I'm trying to understand how this sits around the backend/frontend and backend/functions divides. Presumably the backend would have endpoints for things like insert-service, insert-service-parameters, schedule-service, and run-service? And the backend would also have the scheduler running. Do I understand correctly that the BaseService class would sit on the frontend or functions side of the divide, and just call these end points? The same way BaseIngress is a bit of code that will run e.g. in an Azure function.

EdwinB12 commented 7 months ago

These are the questions I've been asking myself.

mhauru commented 7 months ago

I haven't thought about it in detail, but for the scheduling I'm imagining something where the backend server, the same one that runs the backend API, every time it starts it reads from the database information about what are all the scheduled services, and then sets up cron jobs for all of them. Where by cron jobs I don't mean literal cron jobs, but some sort of background process that does a thing at given regular times.

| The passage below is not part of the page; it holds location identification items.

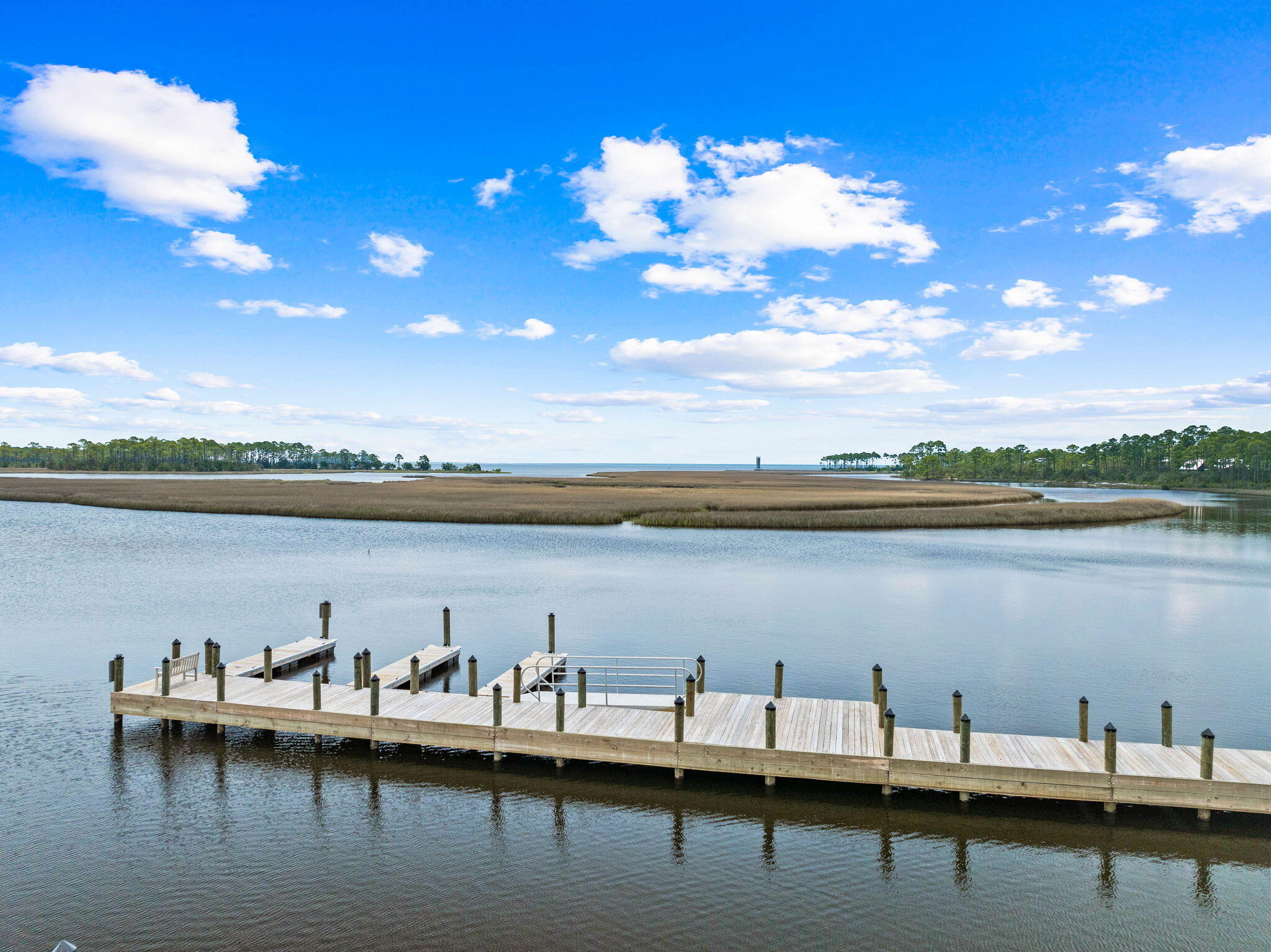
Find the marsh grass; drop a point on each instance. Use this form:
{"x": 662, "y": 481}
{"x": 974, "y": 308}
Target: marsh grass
{"x": 739, "y": 500}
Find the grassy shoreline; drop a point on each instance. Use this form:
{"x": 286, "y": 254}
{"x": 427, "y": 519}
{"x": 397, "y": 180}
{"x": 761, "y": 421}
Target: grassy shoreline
{"x": 712, "y": 498}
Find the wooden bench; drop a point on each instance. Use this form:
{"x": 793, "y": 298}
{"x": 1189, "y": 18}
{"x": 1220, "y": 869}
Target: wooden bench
{"x": 184, "y": 667}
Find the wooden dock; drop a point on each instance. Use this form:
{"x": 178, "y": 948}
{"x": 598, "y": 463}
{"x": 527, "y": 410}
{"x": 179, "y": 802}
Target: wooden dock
{"x": 815, "y": 739}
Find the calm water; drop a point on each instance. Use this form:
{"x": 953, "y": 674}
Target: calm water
{"x": 146, "y": 840}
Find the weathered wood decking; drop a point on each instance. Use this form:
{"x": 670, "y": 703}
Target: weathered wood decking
{"x": 816, "y": 739}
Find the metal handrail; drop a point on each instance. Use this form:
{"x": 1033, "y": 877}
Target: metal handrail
{"x": 611, "y": 674}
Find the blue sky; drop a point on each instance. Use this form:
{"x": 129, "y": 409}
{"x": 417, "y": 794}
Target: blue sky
{"x": 634, "y": 231}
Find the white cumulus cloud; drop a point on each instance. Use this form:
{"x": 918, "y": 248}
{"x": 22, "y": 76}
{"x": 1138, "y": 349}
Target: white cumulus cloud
{"x": 151, "y": 148}
{"x": 285, "y": 310}
{"x": 1028, "y": 338}
{"x": 224, "y": 252}
{"x": 1135, "y": 217}
{"x": 431, "y": 326}
{"x": 395, "y": 256}
{"x": 1125, "y": 292}
{"x": 491, "y": 190}
{"x": 744, "y": 207}
{"x": 1030, "y": 294}
{"x": 87, "y": 362}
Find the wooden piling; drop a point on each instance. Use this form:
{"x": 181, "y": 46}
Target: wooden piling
{"x": 1206, "y": 754}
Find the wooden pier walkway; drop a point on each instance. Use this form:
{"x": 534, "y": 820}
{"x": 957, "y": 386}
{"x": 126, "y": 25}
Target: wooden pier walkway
{"x": 815, "y": 739}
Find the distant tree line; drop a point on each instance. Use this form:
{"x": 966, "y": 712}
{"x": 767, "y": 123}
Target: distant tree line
{"x": 149, "y": 454}
{"x": 1193, "y": 457}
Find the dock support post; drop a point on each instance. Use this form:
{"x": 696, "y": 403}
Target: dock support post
{"x": 117, "y": 674}
{"x": 771, "y": 737}
{"x": 560, "y": 719}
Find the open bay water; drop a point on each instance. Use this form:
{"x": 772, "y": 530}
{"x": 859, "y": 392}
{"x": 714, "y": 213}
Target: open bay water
{"x": 148, "y": 840}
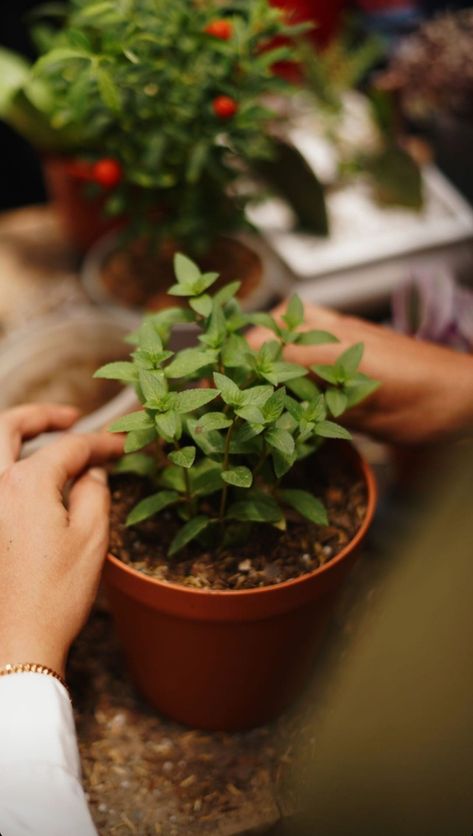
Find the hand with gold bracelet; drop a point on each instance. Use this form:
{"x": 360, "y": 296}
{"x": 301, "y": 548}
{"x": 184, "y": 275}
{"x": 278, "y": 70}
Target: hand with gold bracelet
{"x": 52, "y": 549}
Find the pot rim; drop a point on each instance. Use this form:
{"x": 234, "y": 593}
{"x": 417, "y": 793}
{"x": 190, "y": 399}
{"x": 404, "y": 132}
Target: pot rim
{"x": 233, "y": 594}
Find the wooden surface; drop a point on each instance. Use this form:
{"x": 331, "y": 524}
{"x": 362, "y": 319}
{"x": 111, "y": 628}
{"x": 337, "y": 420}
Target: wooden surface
{"x": 144, "y": 774}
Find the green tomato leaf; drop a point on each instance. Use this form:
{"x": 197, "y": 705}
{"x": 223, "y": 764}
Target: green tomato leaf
{"x": 151, "y": 505}
{"x": 190, "y": 531}
{"x": 241, "y": 477}
{"x": 306, "y": 505}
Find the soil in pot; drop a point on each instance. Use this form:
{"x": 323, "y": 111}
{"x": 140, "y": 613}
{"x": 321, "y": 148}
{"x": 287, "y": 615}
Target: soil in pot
{"x": 138, "y": 278}
{"x": 266, "y": 558}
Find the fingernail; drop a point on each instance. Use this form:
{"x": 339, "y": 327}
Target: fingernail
{"x": 99, "y": 474}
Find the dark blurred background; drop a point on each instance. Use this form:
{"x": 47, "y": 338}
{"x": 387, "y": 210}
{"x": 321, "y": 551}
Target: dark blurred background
{"x": 20, "y": 175}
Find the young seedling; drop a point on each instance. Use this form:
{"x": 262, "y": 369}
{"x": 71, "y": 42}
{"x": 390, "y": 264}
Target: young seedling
{"x": 222, "y": 424}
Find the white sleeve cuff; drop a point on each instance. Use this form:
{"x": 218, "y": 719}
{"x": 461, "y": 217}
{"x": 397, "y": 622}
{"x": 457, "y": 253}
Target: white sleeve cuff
{"x": 40, "y": 789}
{"x": 36, "y": 722}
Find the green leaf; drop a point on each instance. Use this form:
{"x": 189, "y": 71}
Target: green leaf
{"x": 212, "y": 421}
{"x": 306, "y": 505}
{"x": 153, "y": 385}
{"x": 148, "y": 338}
{"x": 275, "y": 404}
{"x": 190, "y": 399}
{"x": 316, "y": 337}
{"x": 282, "y": 372}
{"x": 281, "y": 440}
{"x": 358, "y": 389}
{"x": 109, "y": 92}
{"x": 151, "y": 505}
{"x": 282, "y": 464}
{"x": 139, "y": 463}
{"x": 227, "y": 292}
{"x": 336, "y": 401}
{"x": 202, "y": 305}
{"x": 329, "y": 373}
{"x": 206, "y": 478}
{"x": 231, "y": 394}
{"x": 184, "y": 457}
{"x": 303, "y": 388}
{"x": 294, "y": 315}
{"x": 349, "y": 361}
{"x": 257, "y": 395}
{"x": 189, "y": 361}
{"x": 328, "y": 429}
{"x": 169, "y": 425}
{"x": 187, "y": 272}
{"x": 137, "y": 439}
{"x": 121, "y": 370}
{"x": 189, "y": 532}
{"x": 250, "y": 413}
{"x": 265, "y": 320}
{"x": 258, "y": 507}
{"x": 134, "y": 421}
{"x": 241, "y": 477}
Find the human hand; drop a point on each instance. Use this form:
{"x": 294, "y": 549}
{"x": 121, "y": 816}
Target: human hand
{"x": 51, "y": 554}
{"x": 426, "y": 391}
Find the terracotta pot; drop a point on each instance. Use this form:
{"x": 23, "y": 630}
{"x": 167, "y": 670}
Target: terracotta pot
{"x": 81, "y": 217}
{"x": 228, "y": 659}
{"x": 116, "y": 275}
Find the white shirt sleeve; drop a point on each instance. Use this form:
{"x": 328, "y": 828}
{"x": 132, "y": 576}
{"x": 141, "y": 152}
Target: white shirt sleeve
{"x": 40, "y": 787}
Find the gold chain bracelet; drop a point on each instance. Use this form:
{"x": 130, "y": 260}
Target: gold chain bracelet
{"x": 33, "y": 667}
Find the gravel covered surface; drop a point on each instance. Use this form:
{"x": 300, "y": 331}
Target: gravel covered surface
{"x": 145, "y": 774}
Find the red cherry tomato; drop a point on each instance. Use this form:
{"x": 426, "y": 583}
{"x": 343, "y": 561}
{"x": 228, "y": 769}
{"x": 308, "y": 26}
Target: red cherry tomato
{"x": 107, "y": 172}
{"x": 224, "y": 107}
{"x": 220, "y": 29}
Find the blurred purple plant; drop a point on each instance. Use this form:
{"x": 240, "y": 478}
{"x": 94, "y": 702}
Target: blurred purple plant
{"x": 432, "y": 306}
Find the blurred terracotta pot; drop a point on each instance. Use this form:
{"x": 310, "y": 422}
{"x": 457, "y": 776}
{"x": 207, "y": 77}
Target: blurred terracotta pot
{"x": 228, "y": 659}
{"x": 80, "y": 216}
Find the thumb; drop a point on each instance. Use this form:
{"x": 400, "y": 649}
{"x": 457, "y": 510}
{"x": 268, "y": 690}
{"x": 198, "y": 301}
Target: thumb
{"x": 89, "y": 505}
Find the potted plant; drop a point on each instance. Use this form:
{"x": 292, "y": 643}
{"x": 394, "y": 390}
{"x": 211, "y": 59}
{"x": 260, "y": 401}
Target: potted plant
{"x": 154, "y": 111}
{"x": 224, "y": 560}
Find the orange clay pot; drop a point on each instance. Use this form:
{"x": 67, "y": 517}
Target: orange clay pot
{"x": 81, "y": 218}
{"x": 234, "y": 659}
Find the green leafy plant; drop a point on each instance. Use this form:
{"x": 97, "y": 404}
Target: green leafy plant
{"x": 222, "y": 424}
{"x": 162, "y": 102}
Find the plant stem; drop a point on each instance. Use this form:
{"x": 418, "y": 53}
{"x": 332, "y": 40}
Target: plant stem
{"x": 226, "y": 456}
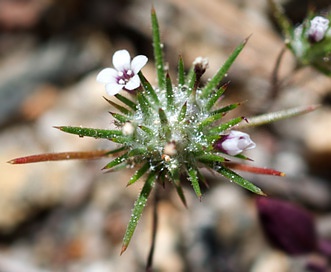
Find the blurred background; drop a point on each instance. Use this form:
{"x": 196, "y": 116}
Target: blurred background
{"x": 70, "y": 216}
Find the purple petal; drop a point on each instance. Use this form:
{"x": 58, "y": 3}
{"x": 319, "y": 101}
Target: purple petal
{"x": 133, "y": 83}
{"x": 138, "y": 62}
{"x": 113, "y": 88}
{"x": 286, "y": 226}
{"x": 107, "y": 75}
{"x": 121, "y": 60}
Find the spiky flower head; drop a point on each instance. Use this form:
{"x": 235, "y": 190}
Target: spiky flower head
{"x": 170, "y": 131}
{"x": 310, "y": 42}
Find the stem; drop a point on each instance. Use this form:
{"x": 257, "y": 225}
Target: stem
{"x": 275, "y": 84}
{"x": 154, "y": 231}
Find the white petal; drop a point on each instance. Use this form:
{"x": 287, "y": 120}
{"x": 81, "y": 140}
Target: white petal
{"x": 107, "y": 75}
{"x": 133, "y": 83}
{"x": 113, "y": 88}
{"x": 121, "y": 60}
{"x": 231, "y": 147}
{"x": 138, "y": 62}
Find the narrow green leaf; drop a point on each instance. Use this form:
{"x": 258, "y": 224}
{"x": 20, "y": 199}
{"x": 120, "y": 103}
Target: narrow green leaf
{"x": 137, "y": 152}
{"x": 92, "y": 132}
{"x": 216, "y": 80}
{"x": 117, "y": 150}
{"x": 214, "y": 97}
{"x": 276, "y": 116}
{"x": 117, "y": 161}
{"x": 165, "y": 126}
{"x": 144, "y": 106}
{"x": 121, "y": 118}
{"x": 191, "y": 84}
{"x": 181, "y": 72}
{"x": 147, "y": 130}
{"x": 126, "y": 101}
{"x": 193, "y": 177}
{"x": 208, "y": 157}
{"x": 149, "y": 88}
{"x": 170, "y": 93}
{"x": 163, "y": 117}
{"x": 62, "y": 156}
{"x": 232, "y": 176}
{"x": 182, "y": 113}
{"x": 158, "y": 53}
{"x": 138, "y": 209}
{"x": 116, "y": 106}
{"x": 139, "y": 173}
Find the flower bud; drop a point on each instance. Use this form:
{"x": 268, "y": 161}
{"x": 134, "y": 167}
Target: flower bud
{"x": 234, "y": 143}
{"x": 318, "y": 27}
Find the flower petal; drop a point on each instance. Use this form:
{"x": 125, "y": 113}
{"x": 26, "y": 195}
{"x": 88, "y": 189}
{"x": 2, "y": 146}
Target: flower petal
{"x": 133, "y": 83}
{"x": 113, "y": 88}
{"x": 121, "y": 60}
{"x": 138, "y": 62}
{"x": 107, "y": 75}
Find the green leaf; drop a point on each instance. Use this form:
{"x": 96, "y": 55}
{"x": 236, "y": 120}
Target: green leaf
{"x": 214, "y": 97}
{"x": 232, "y": 176}
{"x": 126, "y": 101}
{"x": 147, "y": 130}
{"x": 191, "y": 83}
{"x": 138, "y": 209}
{"x": 144, "y": 106}
{"x": 170, "y": 93}
{"x": 182, "y": 113}
{"x": 164, "y": 124}
{"x": 216, "y": 80}
{"x": 158, "y": 53}
{"x": 139, "y": 173}
{"x": 276, "y": 116}
{"x": 208, "y": 157}
{"x": 181, "y": 72}
{"x": 120, "y": 108}
{"x": 148, "y": 88}
{"x": 193, "y": 177}
{"x": 117, "y": 161}
{"x": 121, "y": 118}
{"x": 92, "y": 132}
{"x": 163, "y": 117}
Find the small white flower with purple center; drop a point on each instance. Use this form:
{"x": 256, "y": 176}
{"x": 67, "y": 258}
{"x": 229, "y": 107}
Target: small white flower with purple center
{"x": 125, "y": 75}
{"x": 318, "y": 27}
{"x": 234, "y": 143}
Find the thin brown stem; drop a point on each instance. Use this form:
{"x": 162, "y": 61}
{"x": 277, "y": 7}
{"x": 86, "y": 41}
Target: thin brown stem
{"x": 149, "y": 265}
{"x": 275, "y": 83}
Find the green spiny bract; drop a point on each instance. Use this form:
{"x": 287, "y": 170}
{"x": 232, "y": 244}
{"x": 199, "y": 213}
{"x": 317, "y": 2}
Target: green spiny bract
{"x": 170, "y": 132}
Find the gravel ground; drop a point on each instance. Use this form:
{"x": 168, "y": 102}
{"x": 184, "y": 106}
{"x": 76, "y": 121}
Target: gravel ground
{"x": 71, "y": 216}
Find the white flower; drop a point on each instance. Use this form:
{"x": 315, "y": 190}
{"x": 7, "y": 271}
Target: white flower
{"x": 318, "y": 27}
{"x": 234, "y": 143}
{"x": 125, "y": 74}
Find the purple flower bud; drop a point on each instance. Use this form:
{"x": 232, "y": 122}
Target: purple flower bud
{"x": 286, "y": 226}
{"x": 234, "y": 143}
{"x": 318, "y": 27}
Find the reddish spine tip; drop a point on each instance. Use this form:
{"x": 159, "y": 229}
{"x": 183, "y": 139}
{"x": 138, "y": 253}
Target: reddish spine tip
{"x": 124, "y": 247}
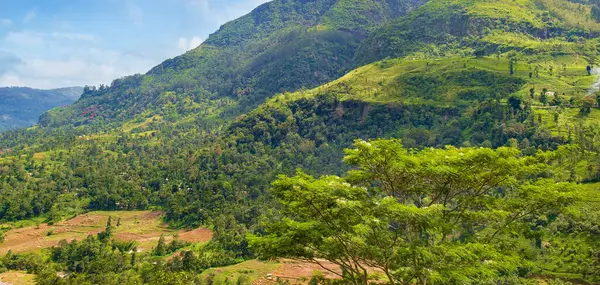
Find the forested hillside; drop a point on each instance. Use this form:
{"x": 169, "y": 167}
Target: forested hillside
{"x": 472, "y": 128}
{"x": 280, "y": 46}
{"x": 22, "y": 107}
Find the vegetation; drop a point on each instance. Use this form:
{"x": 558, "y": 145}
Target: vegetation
{"x": 21, "y": 107}
{"x": 478, "y": 147}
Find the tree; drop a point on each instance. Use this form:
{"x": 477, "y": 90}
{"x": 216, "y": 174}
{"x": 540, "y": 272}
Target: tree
{"x": 161, "y": 247}
{"x": 515, "y": 102}
{"x": 439, "y": 216}
{"x": 544, "y": 98}
{"x": 532, "y": 93}
{"x": 107, "y": 233}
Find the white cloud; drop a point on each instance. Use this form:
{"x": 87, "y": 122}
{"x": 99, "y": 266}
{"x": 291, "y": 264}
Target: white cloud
{"x": 218, "y": 12}
{"x": 5, "y": 22}
{"x": 90, "y": 67}
{"x": 135, "y": 12}
{"x": 29, "y": 16}
{"x": 10, "y": 80}
{"x": 29, "y": 38}
{"x": 76, "y": 36}
{"x": 25, "y": 38}
{"x": 189, "y": 44}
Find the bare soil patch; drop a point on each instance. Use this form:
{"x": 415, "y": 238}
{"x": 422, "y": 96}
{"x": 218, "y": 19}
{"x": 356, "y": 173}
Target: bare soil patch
{"x": 144, "y": 227}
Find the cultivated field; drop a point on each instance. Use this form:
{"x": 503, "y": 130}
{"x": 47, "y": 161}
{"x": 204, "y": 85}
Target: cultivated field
{"x": 144, "y": 227}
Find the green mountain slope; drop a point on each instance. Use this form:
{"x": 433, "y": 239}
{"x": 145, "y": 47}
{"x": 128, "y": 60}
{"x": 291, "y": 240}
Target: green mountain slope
{"x": 203, "y": 136}
{"x": 280, "y": 46}
{"x": 440, "y": 28}
{"x": 22, "y": 107}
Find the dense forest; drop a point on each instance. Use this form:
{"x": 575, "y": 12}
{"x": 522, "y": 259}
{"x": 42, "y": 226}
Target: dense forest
{"x": 403, "y": 141}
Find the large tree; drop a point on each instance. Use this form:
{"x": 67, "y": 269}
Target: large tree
{"x": 437, "y": 216}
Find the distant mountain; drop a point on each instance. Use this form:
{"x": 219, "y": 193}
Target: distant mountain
{"x": 21, "y": 106}
{"x": 280, "y": 46}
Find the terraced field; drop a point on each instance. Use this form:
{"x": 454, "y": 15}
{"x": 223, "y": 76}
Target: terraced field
{"x": 144, "y": 227}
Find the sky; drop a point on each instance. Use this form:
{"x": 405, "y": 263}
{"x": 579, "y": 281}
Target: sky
{"x": 60, "y": 43}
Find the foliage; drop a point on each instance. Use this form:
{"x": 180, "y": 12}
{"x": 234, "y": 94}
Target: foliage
{"x": 403, "y": 212}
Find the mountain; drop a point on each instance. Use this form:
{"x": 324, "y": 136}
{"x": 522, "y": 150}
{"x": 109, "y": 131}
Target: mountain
{"x": 281, "y": 46}
{"x": 21, "y": 107}
{"x": 292, "y": 85}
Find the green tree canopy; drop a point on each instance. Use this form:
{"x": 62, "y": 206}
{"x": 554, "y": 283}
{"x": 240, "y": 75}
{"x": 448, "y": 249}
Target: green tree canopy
{"x": 438, "y": 216}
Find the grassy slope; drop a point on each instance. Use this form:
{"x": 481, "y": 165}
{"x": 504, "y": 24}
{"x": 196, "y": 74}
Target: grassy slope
{"x": 144, "y": 227}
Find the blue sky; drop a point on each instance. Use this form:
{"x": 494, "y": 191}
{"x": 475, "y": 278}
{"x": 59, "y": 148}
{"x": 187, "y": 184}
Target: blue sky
{"x": 59, "y": 43}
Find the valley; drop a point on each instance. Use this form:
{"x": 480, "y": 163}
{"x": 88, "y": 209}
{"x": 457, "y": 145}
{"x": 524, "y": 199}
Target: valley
{"x": 392, "y": 141}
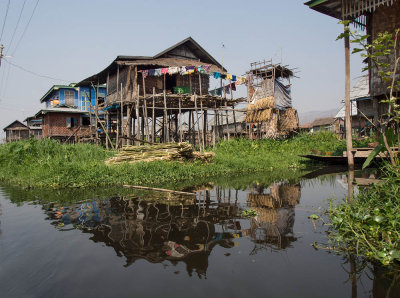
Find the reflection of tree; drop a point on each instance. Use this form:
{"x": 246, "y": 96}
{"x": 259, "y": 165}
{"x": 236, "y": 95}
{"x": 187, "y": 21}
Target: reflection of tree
{"x": 174, "y": 230}
{"x": 273, "y": 225}
{"x": 386, "y": 280}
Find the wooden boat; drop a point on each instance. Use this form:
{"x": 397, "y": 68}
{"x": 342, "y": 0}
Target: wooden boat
{"x": 360, "y": 155}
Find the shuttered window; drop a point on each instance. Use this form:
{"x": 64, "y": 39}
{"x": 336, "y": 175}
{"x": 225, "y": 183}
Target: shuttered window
{"x": 69, "y": 98}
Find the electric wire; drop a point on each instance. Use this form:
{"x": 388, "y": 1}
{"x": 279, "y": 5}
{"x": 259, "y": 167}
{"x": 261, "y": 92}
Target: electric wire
{"x": 5, "y": 19}
{"x": 34, "y": 73}
{"x": 26, "y": 28}
{"x": 16, "y": 26}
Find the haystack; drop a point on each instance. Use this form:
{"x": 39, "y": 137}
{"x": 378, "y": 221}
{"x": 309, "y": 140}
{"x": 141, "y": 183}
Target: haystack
{"x": 272, "y": 131}
{"x": 266, "y": 214}
{"x": 263, "y": 200}
{"x": 288, "y": 120}
{"x": 290, "y": 194}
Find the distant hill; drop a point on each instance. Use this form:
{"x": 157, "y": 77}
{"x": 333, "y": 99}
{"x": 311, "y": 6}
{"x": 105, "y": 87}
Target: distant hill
{"x": 308, "y": 117}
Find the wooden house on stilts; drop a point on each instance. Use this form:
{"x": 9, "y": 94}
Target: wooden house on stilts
{"x": 269, "y": 110}
{"x": 150, "y": 99}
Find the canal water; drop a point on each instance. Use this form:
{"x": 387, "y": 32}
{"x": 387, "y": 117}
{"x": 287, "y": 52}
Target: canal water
{"x": 146, "y": 244}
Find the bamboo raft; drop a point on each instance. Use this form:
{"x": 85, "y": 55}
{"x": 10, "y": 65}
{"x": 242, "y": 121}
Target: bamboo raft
{"x": 157, "y": 152}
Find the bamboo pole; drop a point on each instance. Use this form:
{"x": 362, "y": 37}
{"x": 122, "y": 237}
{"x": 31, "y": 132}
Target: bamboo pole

So I would imagine the flow being something like

  1. The frontend, due to user pressing a button, sends a request to the schedule-service endpoint, with a payload of something like
    {
    "service_name": "Weather ingress",
    "parameter_set": {
    "longitude": 0.01
    "latitude": 53.2
    },
    "schedule": "Once a day at 1pm",
    }

    The schedule would be given in some less silly format of course.

  2. The backend writes those parameters into a new row in a table called service_parameters, and writes a row in a table called service_schedules. The latter table would have three columns, one referencing which service this is a schedule for, one referencing a row in service_parameters, and one for the value of the schedule.
  3. The backend, once done with the database writes, calls a function called something like update_scheduled_jobs, which goes and discovers in the table service_schedule that there is new scheduled service to run, and sets up a new cron job/timer to make sure that the right service is called with the right parameters at the right time.

The table for services would probably only have two columns, one for the name of the service ("Weather ingress"), and one for the URL of the endpoint to send a request to when calling that service (for weather ingress, the URL for the relevant Azure function, which triggers it to run). Maybe in the future a third column for a JSON schema for the parameters.